The painting was removed. A controversy erupted. The painting, after all, had been approved by the county’s own committee that regulates public art. It was eventually hung back, but in a less visible place. The DeLand controversy broke out not long after Renee Cox’s “Yo Mama’s Last Supper”—a fully naked female surrounded by 12 black apostles—so upset then-Mayor Rudy Giuliani (who did not make clear whether he was offended by the female Jesus or the blackness of the apostles) that he tried to have it removed from the Brooklyn Museum of Art. Not much later, then-Attorney General John Ashcroft spent $8,000 in taxpayer dough to drape the breasts of Lady Justice at the Department of Justice.
Near and far, breasts, butts and penises rendered as art in every shape and medium have riled up politicians and patrons of the arts since Manet’s “Olympia” was ravished and reviled by critics and the public at the Paris Salon in 1865. Artists have willingly courted controversy. So have museums and galleries. It’s a wonder Palm Coast’s Hollingsworth Gallery, which prides itself on tonguing the cutting edge with every show, went this long without finding itself in the crosshairs of a sexually themed tiff.
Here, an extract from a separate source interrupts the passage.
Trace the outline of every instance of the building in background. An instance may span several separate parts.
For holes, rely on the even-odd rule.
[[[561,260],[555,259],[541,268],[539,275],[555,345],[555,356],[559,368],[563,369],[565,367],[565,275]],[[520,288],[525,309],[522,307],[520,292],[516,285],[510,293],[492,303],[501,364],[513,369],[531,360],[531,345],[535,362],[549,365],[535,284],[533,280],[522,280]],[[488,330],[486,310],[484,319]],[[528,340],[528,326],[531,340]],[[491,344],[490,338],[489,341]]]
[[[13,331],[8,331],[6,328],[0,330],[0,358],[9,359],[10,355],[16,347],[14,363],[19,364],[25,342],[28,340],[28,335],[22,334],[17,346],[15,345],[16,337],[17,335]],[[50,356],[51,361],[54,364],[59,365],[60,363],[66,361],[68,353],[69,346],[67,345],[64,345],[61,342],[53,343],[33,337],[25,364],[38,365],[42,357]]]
Now it has, and in the most ironic of circumstances.
The show opening at Hollingsworth Saturday night is called “The Monster of Bigotry.” It’s also termed the First Schreiner Memorial Show, after the late Richard Schreiner, whose art rhymed with shock. The show is curated by JJ Graham, the gallery owner.
Even though Graham was short of works to hang or show, one work he initially accepted to include in the show—Constance Payne’s “Will You Take Me Seriously Now”—will not be shown. He rejected it after its creator turned down an offer to have it hung, but covered up.
The oil painting is of a woman who’s shorn her hair and her breasts, which lay at her feet, and strapped on what Graham calls “a giant dildo,” reddish pink. It’s not a realistic painting, nor was it intended as such. It combines a comical effect with a brutal suggestion that sums up Payne’s idea of a daily bigotry women face in the workplace.
“Basically if she just cuts off her breasts and she rips out her hair, and she has a giant cock, then she’ll be respected,” Payne says of the woman in her piece. “It’s a very good conversation piece, and I think it comes from a very strong standpoint from being a female in business on how hard that is. Not everybody is going to get it, but it’s not the point. The point is that there are people out there that know how I feel, and I think this self-expressive piece, it shows people who don’t get it right away a little bit of insight on what it’s like to be a female in business. If I was twice my age and a man, my life would be easier from a business person’s standpoint.”
Payne, 26, a child of single parenting, poverty, homelessness and abuse, is an artist who runs a non-profit in Ormond Beach for at-risk youths and young adults by way of art instruction, small-business and life-readiness coaching. She’s also a tattoo artist.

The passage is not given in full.